By Peter Weis@PeterVicey

German clubs to make decision on five-substitute rule

German clubs are considering whether to keep using the five-substitute rule.
As the 36 clubs competing professionally in the DFL-administered first and second Bundesliga prepare for an important committee meeting next Thursday, a highly significant decision affecting the coming season stands on the docket. German footballing magazine Kicker reports that, in addition to what should be a routine vote affirming next season’s “Hygienekonzept”, clubs will decide whether to continue to allow five substitutes in league fixtures.

DFL-clubs collectively possessed few qualms about expanding the number of substitutes permitted from three to five when prepared to restart the 2019/20 campaign after the COVID-enforced lockdown. An intense concern for player health, fitness, and safety drove the decision.
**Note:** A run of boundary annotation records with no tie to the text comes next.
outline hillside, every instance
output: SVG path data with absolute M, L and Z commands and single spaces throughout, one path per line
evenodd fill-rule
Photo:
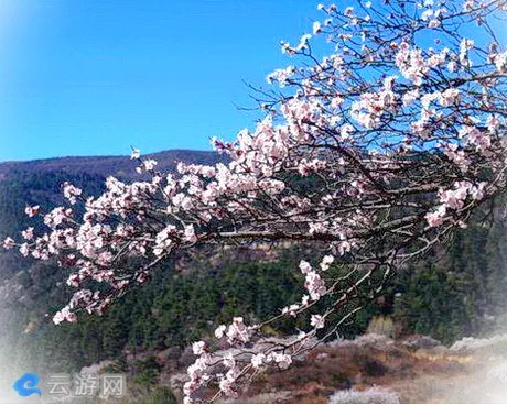
M 180 158 L 207 164 L 222 158 L 214 153 L 192 151 L 168 151 L 151 156 L 168 171 L 174 169 L 175 161 Z M 60 185 L 64 180 L 75 183 L 87 194 L 97 195 L 106 175 L 112 173 L 126 179 L 137 178 L 134 166 L 128 156 L 0 163 L 0 237 L 15 234 L 29 225 L 23 212 L 26 204 L 40 204 L 47 209 L 61 204 Z M 468 229 L 454 234 L 447 250 L 439 248 L 402 269 L 379 299 L 367 305 L 354 322 L 341 330 L 341 335 L 354 338 L 377 328 L 377 331 L 397 339 L 416 332 L 450 344 L 466 336 L 507 326 L 506 238 L 507 221 L 501 216 L 487 227 L 473 222 Z M 52 262 L 34 263 L 17 252 L 0 253 L 0 369 L 3 369 L 0 375 L 17 374 L 26 369 L 42 375 L 76 372 L 108 360 L 128 372 L 132 384 L 139 388 L 131 401 L 151 402 L 152 395 L 161 390 L 166 392 L 173 373 L 182 372 L 188 361 L 185 350 L 187 353 L 192 341 L 208 336 L 215 326 L 227 322 L 233 316 L 244 314 L 255 322 L 277 314 L 287 303 L 301 296 L 302 277 L 293 270 L 302 253 L 308 255 L 308 251 L 302 251 L 304 249 L 311 247 L 289 245 L 268 252 L 261 249 L 235 252 L 212 249 L 201 251 L 193 259 L 175 258 L 160 266 L 151 283 L 126 295 L 105 316 L 58 327 L 51 322 L 51 315 L 72 293 L 63 283 L 68 270 Z M 375 327 L 376 324 L 371 322 L 371 319 L 385 318 L 390 322 L 388 327 Z M 298 327 L 290 321 L 281 322 L 272 333 L 282 337 L 294 326 Z M 254 384 L 248 395 L 258 396 L 266 391 L 295 392 L 295 386 L 304 381 L 308 386 L 301 388 L 302 394 L 289 399 L 319 402 L 336 390 L 363 390 L 367 385 L 360 385 L 362 381 L 370 385 L 381 379 L 389 380 L 392 386 L 402 383 L 402 376 L 396 374 L 396 359 L 386 360 L 388 364 L 378 379 L 356 377 L 359 371 L 355 368 L 366 366 L 362 374 L 369 372 L 368 361 L 362 359 L 356 365 L 357 359 L 350 360 L 349 372 L 354 375 L 341 374 L 336 368 L 345 368 L 343 362 L 349 358 L 344 357 L 343 348 L 336 350 L 338 353 L 330 357 L 341 357 L 341 362 L 330 363 L 330 357 L 316 353 L 308 365 L 296 365 L 289 374 L 273 374 L 268 381 Z M 371 355 L 377 358 L 377 354 Z M 421 376 L 432 370 L 432 363 L 422 360 L 412 363 L 413 355 L 406 349 L 398 354 L 401 359 L 407 357 L 409 375 Z M 168 368 L 163 361 L 153 360 L 164 355 L 177 357 L 177 368 Z M 327 385 L 315 387 L 316 382 L 311 375 L 323 366 L 321 364 L 334 370 L 337 376 L 326 380 Z M 450 375 L 445 373 L 453 365 L 442 368 L 442 375 Z M 10 382 L 6 384 L 8 386 Z M 313 391 L 304 394 L 306 388 Z M 168 395 L 164 401 L 173 398 L 172 392 Z M 412 397 L 408 395 L 403 393 L 402 399 L 431 398 L 422 393 Z
M 147 154 L 143 157 L 159 162 L 161 171 L 174 171 L 177 162 L 214 164 L 224 160 L 223 156 L 208 151 L 172 150 Z M 0 180 L 12 178 L 20 173 L 57 173 L 71 176 L 86 173 L 103 177 L 117 176 L 132 178 L 136 175 L 136 163 L 130 156 L 77 156 L 55 157 L 28 162 L 0 162 Z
The considerations compelling the initial decision certainly remain. The 2020/21 season shall feature an abnormally condensed schedule, placing players at risk of physical depletion whilst a global pandemic still rages. The Bundesliga’s famed “Winterpause” will not take place.
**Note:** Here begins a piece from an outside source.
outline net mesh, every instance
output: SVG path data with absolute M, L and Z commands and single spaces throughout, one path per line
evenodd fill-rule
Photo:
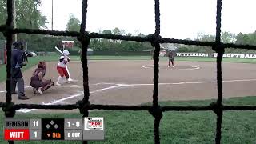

All UEFA club tournaments and the Nations League will not pare back their schedules. FIFA also plans to hold its Club World Cup competition in December. A club such as Bayern München, for example, may play as many as 57 fixtures in the next nine months.

Organizations such as FIFA and the IFAB have more or less effectively given domestic leagues the green light maintain five substitutes should they wish to. As European leagues scrambled to complete their 2019/20’s in the peak of the Summer heat, it appeared as if widespread acceptance of the overture might gain some traction.

English Premiership clubs, in an August 6th vote, played a large role in shifting the pendulum in the opposite direction. The EPL’s decision to revert back to three substitutes now appears to ensure that other European clubs will guide their FAs in the same direction. The DFB-administered 3. Bundesliga has already approved a return to three subs.

Kicker reports that a majority of clubs in country’s second division favor nixing the five-substitute allowance. Given the scheduling demands of some of the top-tier Bundesliga clubs, however, the final outcome of the vote is not a foregone conclusion. The larger clubs may be able to lobby others to switch course.

Football fans who stand firmly against the use of five-subs raise very legitimate points about how the allowance adversely affects the late flow of a match. Any extension of a five sub apportionment risks blurring the lines between matches of genuine contention and experimental exhibition games. Kicker quotes eminent German footballing figure Ottmar Hitzfeld as calling the rule-change “a catastrophe”. Former Bayern left back Bixente Lizarazu’s anti-five-sub sentiments are also given space.

It can be argued that the substitute issue itself cuts to the very core of what many football enthusiasts consider the sport’s most important facet: unrelenting physical endurance. It is thus unsurprising that the topic engenders such strong opinions. Either way, the DFL’s ultimate decision will have profound implications on the state of football both in Germany and around the world.